Torfi Jónsson í Klofa (/is/; c. 1460–1504), also known as Torfi ríki (/is/; 'Torfi the Powerful/Rich') or Torfi stóri (/is/; 'Torfi the Great'), was an Icelandic sýslumaður and chieftain of the fifteenth century, a significant figure who had tough dealings with Stefán Jónsson, Bishop of Skálholt, and had Lénharð fógeti killed in 1502. Torfi's life is reported in a number of folktales as well as contemporary records, and fact in his life is sometimes hard to distinguish from legend.

==Life==
Torfi's parents were Ingibjörg Eiríksdóttir and her husband Jón Ólafsson, a farmer and sýslumaður in Klofi, son of Ólafur Loftsson (d. c. 1458), the son of Loftur ríki Guttormsson. Jón died sometime after 1471 and in 1481 Ingibjörg married Ormur Jónsson í Klofa, a farmer and later sýslumaður of Skarð á Skarðsströnd, who was within four degrees of relation to Ingibjörg and so had to receive papal dispensation to marry her. Ormur and Ingibjörg got into disputes with Bishop Stefán Jónsson, partly because they were sheltering criminals whom the Bishop wanted to take into his power.

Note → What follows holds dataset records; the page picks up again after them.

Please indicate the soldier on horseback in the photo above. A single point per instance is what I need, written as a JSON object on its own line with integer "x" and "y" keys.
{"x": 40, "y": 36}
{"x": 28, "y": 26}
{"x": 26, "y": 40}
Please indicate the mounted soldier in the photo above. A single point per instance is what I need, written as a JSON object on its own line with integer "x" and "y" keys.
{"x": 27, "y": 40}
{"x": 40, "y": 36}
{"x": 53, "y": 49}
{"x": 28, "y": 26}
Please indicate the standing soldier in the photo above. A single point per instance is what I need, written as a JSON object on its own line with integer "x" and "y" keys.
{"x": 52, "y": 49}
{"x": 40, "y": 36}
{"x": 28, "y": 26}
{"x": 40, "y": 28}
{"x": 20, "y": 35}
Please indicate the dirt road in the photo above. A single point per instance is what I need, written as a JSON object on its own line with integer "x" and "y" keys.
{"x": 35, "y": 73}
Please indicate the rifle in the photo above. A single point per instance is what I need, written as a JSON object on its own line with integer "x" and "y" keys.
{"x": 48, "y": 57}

Torfi, who lived in Hvammur í Dölum and Hjörsey in Mýrar before he moved to Klofi, also had disputes with the bishop, both because Torfi protected people from prosecution by the bishop and also the bishop did not think he paid all of his tithes and other taxes to the Church. Torfi seems to have been a major troublemaker, who would stop at nothing. It is, however, said that relations between Torfi and the bishop settled down after Torfi was struck with illness at the Alþingi, giving a great cry and becoming so strong that it took eight men to hold him and tied him up. The bishop had the priests calm him with readings and singing until Torfi slept and thereafter was less troublesome.

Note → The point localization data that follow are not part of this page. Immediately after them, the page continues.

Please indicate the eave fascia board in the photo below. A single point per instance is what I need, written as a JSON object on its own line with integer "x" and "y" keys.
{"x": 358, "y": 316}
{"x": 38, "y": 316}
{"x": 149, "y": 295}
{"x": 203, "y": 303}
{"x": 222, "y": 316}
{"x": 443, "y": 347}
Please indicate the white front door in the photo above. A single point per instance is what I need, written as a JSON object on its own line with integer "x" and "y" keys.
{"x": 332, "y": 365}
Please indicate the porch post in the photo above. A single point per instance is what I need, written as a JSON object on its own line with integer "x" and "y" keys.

In 1502 Torfi had Lénharður fógeti killed. Little is known about Lénharður, a foreign thief based at Arnarbæli. Torfi pursued him with a posse and had him killed at Hraun í Ölfusi. Torfi confessed this to Bishop Stefán but the bishop did not impose a major penance, considering the killing a public service.

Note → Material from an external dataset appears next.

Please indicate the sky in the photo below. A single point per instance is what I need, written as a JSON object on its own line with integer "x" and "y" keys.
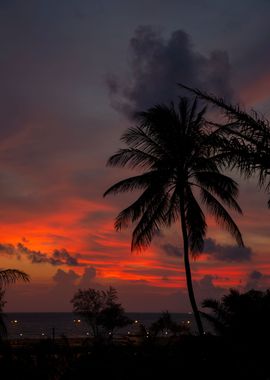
{"x": 72, "y": 73}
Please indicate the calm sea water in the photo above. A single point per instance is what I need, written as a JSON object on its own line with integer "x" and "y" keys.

At the Alþingi in 1504, Torfi was again being aggressive, wanting to drive the sýslumaður Arnór Finnsson from office, influencing the judgement with a band of armed men. Not long afterwards, Torfi died. There are two accounts of his death: he is generally said to have died from sickness at Skíðbakki in Landeyjar, or from drinking at Fíflholtsþing. After his death, his widow made peace with Bishop Stefán, handing over three farms and a silver cross for Torfi to be buried at Skálholt, as he had wished.

Torfi's wife was Helga Guðnadóttir (d. 1544), daughter of the sýslumaður Guðni Jónsson of Kirkjuból, the brother of Torfi's stepfather Ormur Jónsson, and his wife Þóra, the daughter of Björn Þorleifsson hirðstjóri of Skarð. Helga and Torfi had many children, most of whom were still children when their father died. Helga lived as a widow at Klofi until 1525.

==Appearances in popular culture==
Torfi allegedly gives his name to Torfajökull where, according to legend, he found a hidden valley where took his people in 1493 to escape the plague.

Some of Torfi's exploits are recounted and utilised in Kristín Helga Gunnarsdóttir's children's novel Ríólítreglan (Reykjavík: Mál og Menning, 2011).